Bei niedrigen Programmen läuft der Trockner unauffällig. Sobald jedoch eine hohe Temperatur gewählt wird, entsteht ein unangenehmer Geruch. Er wirkt intensiver und bleibt teilweise im Raum stehen.
Problem und Kontext
Gerüche, die nur bei hoher Temperatur auftreten, hängen meist mit erhitzten Rückständen zusammen. Staub, Flusen und Waschmittelreste sammeln sich im Innenraum.
Bei niedriger Hitze bleiben diese Rückstände relativ unauffällig. Steigt die Temperatur, werden Geruchspartikel stärker freigesetzt.
Auch Ablagerungen im Wärmetauscher oder an der Trommel können betroffen sein. Dort setzen sich feine Fasern mit der Zeit fest.
Das Problem entwickelt sich schleichend und wird erst bei intensiver Hitze deutlich.
Typische Alltagssituationen
Schonprogramme verlaufen ohne auffälligen Geruch. Bei Baumwoll- oder Intensivprogrammen verändert sich die Luft im Raum spürbar.
Besonders nach mehreren heißen Durchgängen verstärkt sich der Eindruck. Wärme sammelt sich im Gerät.
Die Wäsche selbst wirkt trocken, übernimmt aber einen leichten Beigeruch.
Nach dem Öffnen der Tür bleibt die warme Luft noch einige Minuten geruchsintensiv.
Warum das im Alltag stört
Ein Geruch bei hohen Temperaturen sorgt für Unsicherheit. Intensive Programme sind oft notwendig für dicke Textilien.
Wäsche kann ihren frischen Eindruck verlieren.

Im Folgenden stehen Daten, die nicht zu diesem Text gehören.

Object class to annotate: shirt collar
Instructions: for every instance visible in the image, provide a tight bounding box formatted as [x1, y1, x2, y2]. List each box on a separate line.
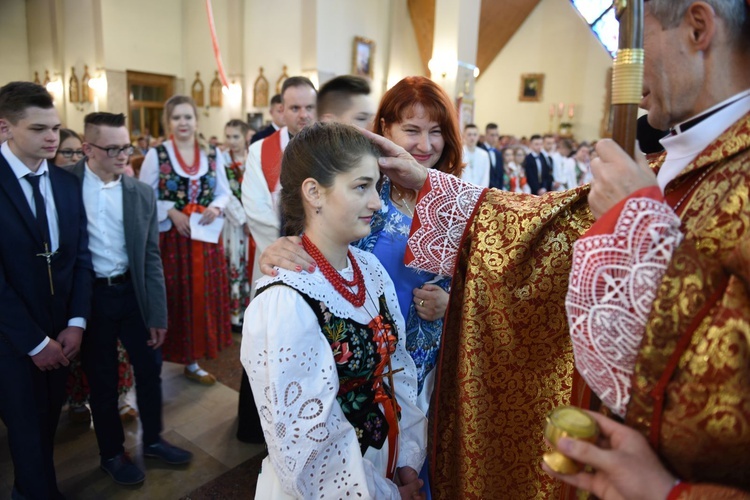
[670, 89, 750, 136]
[0, 141, 49, 179]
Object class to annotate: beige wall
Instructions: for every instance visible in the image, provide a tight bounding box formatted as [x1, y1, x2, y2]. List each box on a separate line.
[474, 0, 612, 140]
[0, 0, 29, 85]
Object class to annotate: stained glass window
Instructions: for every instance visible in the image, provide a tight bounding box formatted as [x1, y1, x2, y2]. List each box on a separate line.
[571, 0, 620, 56]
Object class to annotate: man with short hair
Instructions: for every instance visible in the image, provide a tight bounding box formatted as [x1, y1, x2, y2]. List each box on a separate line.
[318, 75, 376, 130]
[523, 134, 553, 195]
[0, 82, 93, 500]
[250, 94, 284, 144]
[461, 123, 490, 187]
[237, 76, 317, 443]
[70, 113, 192, 485]
[479, 123, 504, 189]
[542, 134, 568, 191]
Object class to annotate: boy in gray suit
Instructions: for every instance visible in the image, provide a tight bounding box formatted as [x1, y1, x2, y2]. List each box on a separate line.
[71, 113, 192, 484]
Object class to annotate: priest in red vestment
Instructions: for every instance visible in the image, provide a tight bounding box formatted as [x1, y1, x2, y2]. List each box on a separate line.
[373, 0, 750, 498]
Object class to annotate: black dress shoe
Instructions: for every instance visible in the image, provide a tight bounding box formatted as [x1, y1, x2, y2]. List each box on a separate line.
[143, 439, 193, 465]
[100, 453, 146, 486]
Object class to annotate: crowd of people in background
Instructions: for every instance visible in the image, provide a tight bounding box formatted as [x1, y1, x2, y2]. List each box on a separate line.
[0, 0, 750, 499]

Besonders Handtücher reagieren empfindlich.
Zusätzlich kann eine eingeschränkte Luftzirkulation die Trocknungsdauer beeinflussen.

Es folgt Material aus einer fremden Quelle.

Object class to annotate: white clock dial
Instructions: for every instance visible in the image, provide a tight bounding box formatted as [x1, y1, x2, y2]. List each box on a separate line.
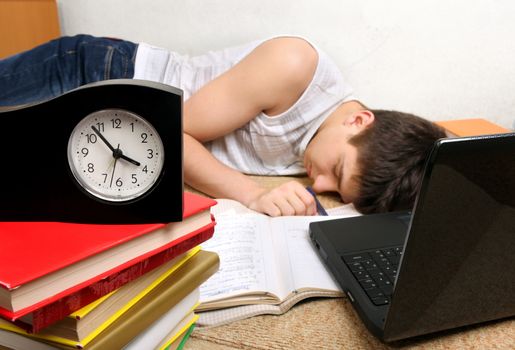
[68, 109, 164, 202]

Im Alltag bedeutet das häufiges Kontrollieren und eventuell erneutes Lüften.
Was im Alltag wirklich hilft
Eine gründliche Innenreinigung ist sinnvoll, wenn Gerüche temperaturabhängig auftreten. Trommel und Türbereich sollten zunächst ausgewischt werden.
Wichtig ist zudem die Reinigung des Wärmetauschers und der inneren Bauteile. Dort sammeln sich Rückstände, die bei Hitze reagieren.
Für eine umfassende Pflege eignet sich ein Trockner-Reiniger (für Trommel, Wärmetauscher und Innenraum). Er wird ohne Wäsche angewendet und durchläuft ein geeignetes Programm.
Während des Reinigungsdurchgangs lösen sich Ablagerungen, die mit bloßem Auswischen nicht erreichbar sind. Nach Abschluss sollte die Tür geöffnet bleiben, damit das Gerät vollständig auskühlen kann.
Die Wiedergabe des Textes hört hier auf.